The skip argument in this case makes it export only 1 frame out of 4.

jchodera commented 7 years ago

Thanks, @andrrizzi!

It might be helpful for us to look at a few solute only trajectories to see if this choice of restraint really is pathological, and how we might improve automatic selection.

spadavec commented 7 years ago

Using this command:

yank analyze extract-trajectory --netcdf=path/to/complex.nc --state=0 --trajectory=output.pdb --skip=4 --nosolvent --discardequil --imagemol --verbose

I generated this output.pdb for the 0.16 run.

In this system, the following atoms were selected by the Boresch restraint:

Atom Num (*.nc index) Atom Type Residue Type Residue Num (output.pdb index)
401 C LEU 24
518 O LYS 30
1746 HG23 ILE 104
2132 N1 LIG 127
2134 C8 LIG 127
2140 C12 LIG 127
jchodera commented 7 years ago

Thanks, @spadavec!

Here's a PyMOL ensemble with the Boresch restraint highlighted: boresch.zip

It's hard for me to see exactly what the pathology is. Some observations:

andrrizzi commented 7 years ago

Thanks @spadavec!

It would be very helpful if you could get the restrained atoms of the 0.15 simulation and run again 0.16 restraining the same atoms.
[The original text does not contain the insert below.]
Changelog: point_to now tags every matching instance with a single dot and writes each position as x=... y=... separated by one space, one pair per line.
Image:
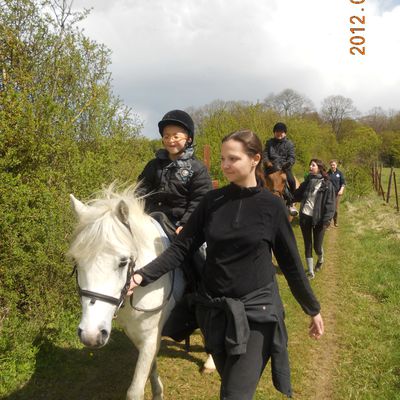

This way we can determine whether the Boresch restraint is the only one at fault, or if there're also other problems introduced with the new yank version.

spadavec commented 7 years ago

@andrrizzi No problem, I should be able to set that up this afternoon after I land. I can probably run 2-3 jobs at the same time if we want to make multiple comparisons; are there any other settings you'd like for me to test?

andrrizzi commented 7 years ago

Awesome, thanks! No other settings besides the Boresch restrained atoms and solvent_model: tip3p. If you had the resources to run also a couple of replicates of the same calculation that would be even better as I suspect that after 500 iterations the statistical noise might still be relevant.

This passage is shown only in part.